Maturity Levels

While working on a maturity model, a colleague pointed out a potential pitfall to me. The way I had defined the levels, they were too focused on standardized processes, which was not my intent. Indeed, many maturity efforts, such as CMMi, tend to be all about establishing standard processes across the enterprise. The problem with this is that just because you have standard processes doesn’t mean you’re actually getting the intended results from the capability. I’m sure this will ring true with my friend James McGovern who has frequently lambasted CMMi in his blog. So, to fix things, I propose the following maturity levels, and I’d like feedback from my readers.

  1. Not existent/Not applicable: The capability either does not exist at the organization, or is not needed.
  2. Ad hoc: The capability exists at the organization, however, the organization has no idea whether there is consistency in the way it is performed, whether within a team or across teams, there is no way to measure the costs and benefits associated with it, and there are no target costs and benefits associated with it.
  3. Measurable: The capability exists at the organization, and the organization is tracking the costs and benefits associated with it. There is no consistency in how the capability is performed either within teams or across teams, as shown by the measurements. The organization does not have any target costs and benefits associated with it.
  4. Defined: The capability exists at the organization, the organization is tracking the costs and benefits associated with it, and the organization has defined target costs and benefits associated with the capability. There is inconsistency, however, in achieving those costs and benefits.
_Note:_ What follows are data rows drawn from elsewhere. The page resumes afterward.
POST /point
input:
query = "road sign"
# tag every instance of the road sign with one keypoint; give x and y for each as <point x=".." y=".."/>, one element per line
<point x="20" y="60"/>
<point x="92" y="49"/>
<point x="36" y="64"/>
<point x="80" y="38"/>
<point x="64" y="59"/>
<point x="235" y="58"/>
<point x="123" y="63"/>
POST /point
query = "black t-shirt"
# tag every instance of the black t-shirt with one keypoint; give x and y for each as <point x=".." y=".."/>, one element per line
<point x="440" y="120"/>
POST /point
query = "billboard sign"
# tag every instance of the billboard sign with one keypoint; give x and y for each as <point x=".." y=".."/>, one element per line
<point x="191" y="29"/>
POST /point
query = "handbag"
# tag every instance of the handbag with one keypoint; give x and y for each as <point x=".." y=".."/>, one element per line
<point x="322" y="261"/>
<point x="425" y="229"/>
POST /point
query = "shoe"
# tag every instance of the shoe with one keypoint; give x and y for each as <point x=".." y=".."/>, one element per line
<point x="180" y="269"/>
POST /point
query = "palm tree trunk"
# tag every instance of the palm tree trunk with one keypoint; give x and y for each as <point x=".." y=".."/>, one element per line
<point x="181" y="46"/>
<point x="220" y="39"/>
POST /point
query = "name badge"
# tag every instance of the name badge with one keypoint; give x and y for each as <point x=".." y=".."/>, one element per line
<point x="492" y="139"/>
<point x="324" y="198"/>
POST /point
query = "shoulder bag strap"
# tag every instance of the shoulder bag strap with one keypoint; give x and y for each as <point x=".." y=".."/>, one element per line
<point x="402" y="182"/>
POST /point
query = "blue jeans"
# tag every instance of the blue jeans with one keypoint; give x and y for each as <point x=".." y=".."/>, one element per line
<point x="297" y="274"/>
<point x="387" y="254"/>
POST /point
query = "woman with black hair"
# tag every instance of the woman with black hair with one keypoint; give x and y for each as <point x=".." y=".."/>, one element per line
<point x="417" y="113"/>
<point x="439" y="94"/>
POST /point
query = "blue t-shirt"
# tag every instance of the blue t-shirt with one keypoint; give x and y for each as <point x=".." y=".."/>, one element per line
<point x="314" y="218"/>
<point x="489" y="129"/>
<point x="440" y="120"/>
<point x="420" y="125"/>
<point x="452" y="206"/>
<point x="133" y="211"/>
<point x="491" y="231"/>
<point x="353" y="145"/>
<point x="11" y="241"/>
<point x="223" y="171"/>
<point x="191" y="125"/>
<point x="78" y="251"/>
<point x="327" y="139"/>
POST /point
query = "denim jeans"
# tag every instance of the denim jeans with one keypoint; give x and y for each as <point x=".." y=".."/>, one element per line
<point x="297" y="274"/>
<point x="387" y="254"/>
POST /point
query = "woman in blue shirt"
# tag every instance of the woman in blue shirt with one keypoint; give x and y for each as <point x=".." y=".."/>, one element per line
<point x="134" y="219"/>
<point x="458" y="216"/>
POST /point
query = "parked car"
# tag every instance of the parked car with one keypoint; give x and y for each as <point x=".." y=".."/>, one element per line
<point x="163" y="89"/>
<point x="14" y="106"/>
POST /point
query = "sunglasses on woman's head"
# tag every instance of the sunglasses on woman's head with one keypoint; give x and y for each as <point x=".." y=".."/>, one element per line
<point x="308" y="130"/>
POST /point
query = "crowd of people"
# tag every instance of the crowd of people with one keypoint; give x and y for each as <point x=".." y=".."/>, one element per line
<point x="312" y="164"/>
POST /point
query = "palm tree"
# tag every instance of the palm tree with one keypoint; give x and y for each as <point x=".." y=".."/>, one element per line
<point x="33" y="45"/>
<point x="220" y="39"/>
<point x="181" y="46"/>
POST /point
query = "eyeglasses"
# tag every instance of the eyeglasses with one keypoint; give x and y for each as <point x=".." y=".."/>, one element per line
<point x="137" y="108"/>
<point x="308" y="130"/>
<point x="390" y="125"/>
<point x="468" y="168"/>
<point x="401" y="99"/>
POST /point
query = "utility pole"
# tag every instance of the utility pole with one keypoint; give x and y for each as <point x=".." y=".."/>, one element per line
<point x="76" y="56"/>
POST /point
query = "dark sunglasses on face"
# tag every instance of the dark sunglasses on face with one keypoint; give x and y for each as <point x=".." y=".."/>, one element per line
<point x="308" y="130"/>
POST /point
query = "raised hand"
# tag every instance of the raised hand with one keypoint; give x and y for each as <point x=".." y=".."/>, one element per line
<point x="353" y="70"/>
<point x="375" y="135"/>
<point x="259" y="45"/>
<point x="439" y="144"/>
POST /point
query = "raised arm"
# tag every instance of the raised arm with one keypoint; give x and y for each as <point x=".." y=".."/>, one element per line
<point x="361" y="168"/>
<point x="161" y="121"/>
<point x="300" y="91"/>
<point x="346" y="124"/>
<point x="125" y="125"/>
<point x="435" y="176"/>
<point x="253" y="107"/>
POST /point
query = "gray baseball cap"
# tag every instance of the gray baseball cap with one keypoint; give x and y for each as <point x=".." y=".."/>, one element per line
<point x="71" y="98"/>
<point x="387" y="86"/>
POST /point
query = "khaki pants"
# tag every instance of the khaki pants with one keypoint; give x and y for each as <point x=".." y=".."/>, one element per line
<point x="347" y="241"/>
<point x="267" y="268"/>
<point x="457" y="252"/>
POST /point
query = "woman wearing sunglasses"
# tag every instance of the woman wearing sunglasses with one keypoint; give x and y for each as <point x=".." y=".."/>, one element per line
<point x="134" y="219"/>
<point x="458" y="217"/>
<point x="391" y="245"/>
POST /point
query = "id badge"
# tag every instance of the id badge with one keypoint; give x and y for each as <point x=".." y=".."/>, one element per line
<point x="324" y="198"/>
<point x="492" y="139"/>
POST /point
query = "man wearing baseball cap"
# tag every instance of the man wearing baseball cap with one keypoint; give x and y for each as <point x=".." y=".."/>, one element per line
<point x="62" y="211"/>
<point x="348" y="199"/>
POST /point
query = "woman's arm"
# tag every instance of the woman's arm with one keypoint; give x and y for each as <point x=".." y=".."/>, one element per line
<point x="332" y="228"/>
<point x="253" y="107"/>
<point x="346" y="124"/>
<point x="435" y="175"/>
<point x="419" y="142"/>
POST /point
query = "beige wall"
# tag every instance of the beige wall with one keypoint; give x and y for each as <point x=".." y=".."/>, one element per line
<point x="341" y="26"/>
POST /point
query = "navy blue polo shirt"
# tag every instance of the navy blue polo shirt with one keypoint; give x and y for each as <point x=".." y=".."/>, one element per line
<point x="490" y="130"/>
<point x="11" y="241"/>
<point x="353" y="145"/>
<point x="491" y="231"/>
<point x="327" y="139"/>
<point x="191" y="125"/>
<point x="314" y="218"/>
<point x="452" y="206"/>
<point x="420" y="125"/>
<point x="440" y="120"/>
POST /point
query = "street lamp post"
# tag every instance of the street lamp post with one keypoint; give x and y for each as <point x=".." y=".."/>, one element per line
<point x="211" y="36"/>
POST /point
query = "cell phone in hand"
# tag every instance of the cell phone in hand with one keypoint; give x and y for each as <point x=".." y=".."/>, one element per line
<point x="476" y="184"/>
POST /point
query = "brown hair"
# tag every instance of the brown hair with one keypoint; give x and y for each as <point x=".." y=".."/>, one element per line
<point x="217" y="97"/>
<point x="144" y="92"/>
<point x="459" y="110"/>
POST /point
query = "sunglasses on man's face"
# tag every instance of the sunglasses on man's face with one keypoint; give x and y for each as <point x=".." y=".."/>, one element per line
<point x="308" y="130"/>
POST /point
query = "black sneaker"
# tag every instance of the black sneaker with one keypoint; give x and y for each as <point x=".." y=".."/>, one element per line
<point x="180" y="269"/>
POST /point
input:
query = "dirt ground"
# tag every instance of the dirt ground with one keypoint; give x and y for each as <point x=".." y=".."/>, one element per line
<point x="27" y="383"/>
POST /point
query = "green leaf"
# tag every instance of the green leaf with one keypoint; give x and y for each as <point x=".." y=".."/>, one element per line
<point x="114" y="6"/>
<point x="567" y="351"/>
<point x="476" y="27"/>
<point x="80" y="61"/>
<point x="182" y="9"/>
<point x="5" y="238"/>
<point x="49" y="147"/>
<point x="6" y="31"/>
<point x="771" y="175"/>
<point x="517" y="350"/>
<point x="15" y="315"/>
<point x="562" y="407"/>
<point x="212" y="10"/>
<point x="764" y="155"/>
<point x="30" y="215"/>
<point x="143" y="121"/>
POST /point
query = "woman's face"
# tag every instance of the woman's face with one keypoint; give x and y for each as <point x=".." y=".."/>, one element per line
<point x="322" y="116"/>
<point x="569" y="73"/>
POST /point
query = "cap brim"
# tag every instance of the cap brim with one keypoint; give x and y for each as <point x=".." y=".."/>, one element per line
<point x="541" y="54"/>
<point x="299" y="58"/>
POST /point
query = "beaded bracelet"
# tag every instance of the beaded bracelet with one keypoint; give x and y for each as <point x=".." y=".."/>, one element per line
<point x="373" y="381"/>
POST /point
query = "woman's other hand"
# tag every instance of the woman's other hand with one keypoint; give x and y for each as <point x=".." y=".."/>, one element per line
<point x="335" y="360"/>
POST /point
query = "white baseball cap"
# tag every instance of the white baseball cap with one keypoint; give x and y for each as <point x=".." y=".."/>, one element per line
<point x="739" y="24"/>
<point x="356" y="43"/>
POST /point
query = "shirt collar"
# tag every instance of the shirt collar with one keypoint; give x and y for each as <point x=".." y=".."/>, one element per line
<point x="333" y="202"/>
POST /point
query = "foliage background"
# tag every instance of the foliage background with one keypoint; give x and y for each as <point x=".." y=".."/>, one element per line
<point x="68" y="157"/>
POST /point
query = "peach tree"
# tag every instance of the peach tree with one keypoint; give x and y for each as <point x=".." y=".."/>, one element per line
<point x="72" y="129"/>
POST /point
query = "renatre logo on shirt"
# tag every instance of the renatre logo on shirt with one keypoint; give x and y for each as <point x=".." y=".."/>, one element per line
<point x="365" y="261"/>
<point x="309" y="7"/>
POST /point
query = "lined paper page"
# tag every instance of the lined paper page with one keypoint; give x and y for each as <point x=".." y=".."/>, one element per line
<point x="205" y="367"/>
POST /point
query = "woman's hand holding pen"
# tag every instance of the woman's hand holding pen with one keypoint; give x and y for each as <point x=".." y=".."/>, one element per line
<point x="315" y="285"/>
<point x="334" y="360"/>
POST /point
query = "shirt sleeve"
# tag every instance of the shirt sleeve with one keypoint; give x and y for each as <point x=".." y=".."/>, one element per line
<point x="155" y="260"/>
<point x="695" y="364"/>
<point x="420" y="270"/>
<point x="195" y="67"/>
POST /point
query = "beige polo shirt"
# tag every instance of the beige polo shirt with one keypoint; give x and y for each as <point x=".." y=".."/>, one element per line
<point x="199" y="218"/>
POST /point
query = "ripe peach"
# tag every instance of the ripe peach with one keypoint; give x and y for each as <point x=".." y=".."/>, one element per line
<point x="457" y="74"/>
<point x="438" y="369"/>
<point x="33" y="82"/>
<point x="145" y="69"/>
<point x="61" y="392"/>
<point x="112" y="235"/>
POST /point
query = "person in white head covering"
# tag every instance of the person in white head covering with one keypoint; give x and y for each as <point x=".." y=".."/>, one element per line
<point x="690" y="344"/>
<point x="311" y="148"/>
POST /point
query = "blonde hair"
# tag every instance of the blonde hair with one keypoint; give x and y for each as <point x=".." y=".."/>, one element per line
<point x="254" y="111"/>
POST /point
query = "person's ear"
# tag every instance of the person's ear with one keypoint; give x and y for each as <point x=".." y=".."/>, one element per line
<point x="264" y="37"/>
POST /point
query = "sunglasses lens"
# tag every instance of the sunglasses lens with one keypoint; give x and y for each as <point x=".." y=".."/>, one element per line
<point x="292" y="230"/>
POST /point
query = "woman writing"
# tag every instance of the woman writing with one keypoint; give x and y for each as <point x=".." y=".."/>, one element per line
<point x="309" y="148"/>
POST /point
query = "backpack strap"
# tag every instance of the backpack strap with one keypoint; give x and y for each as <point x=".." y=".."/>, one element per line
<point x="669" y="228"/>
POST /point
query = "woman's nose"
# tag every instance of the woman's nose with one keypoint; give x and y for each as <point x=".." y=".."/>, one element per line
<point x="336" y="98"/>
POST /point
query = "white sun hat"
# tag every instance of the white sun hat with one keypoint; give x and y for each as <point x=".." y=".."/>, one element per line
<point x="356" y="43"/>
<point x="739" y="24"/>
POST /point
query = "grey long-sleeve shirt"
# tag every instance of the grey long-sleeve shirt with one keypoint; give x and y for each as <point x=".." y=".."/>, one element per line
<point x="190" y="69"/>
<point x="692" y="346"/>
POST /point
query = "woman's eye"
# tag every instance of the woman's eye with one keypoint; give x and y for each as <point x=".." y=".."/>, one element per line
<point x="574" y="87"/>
Note that different teams can have different target costs and benefits, if the organization believes that a single, enterprise standard is not in its best interest.
  5. Managed: The capability exists at the organization, the organization is tracking the costs and benefits associated with it, target costs and benefits have been defined, and the teams executing the capability are all achieving those target costs and benefits.
  6. Optimizing: The capability is fully managed and processes exist to continually monitor both the performance of the teams performing the capability as well as the target costs and benefits and make changes as needed, whether it is new targets, new operational models (e.g. switching from a centralized approach to a decentralized approach, relying on a service provider, etc.), new processes, or any other change for the better.

Maturity levels need to show continual improvement, and it can’t be solely about standardizing a process, since it may not need to be standardized across the enterprise, nor may those processes actually achieve the desired cost levels, even though they are standardized. Standardization is one way of getting there, and I’ve tried to make these descriptors be applicable for many paths of getting there. Let me know what you think.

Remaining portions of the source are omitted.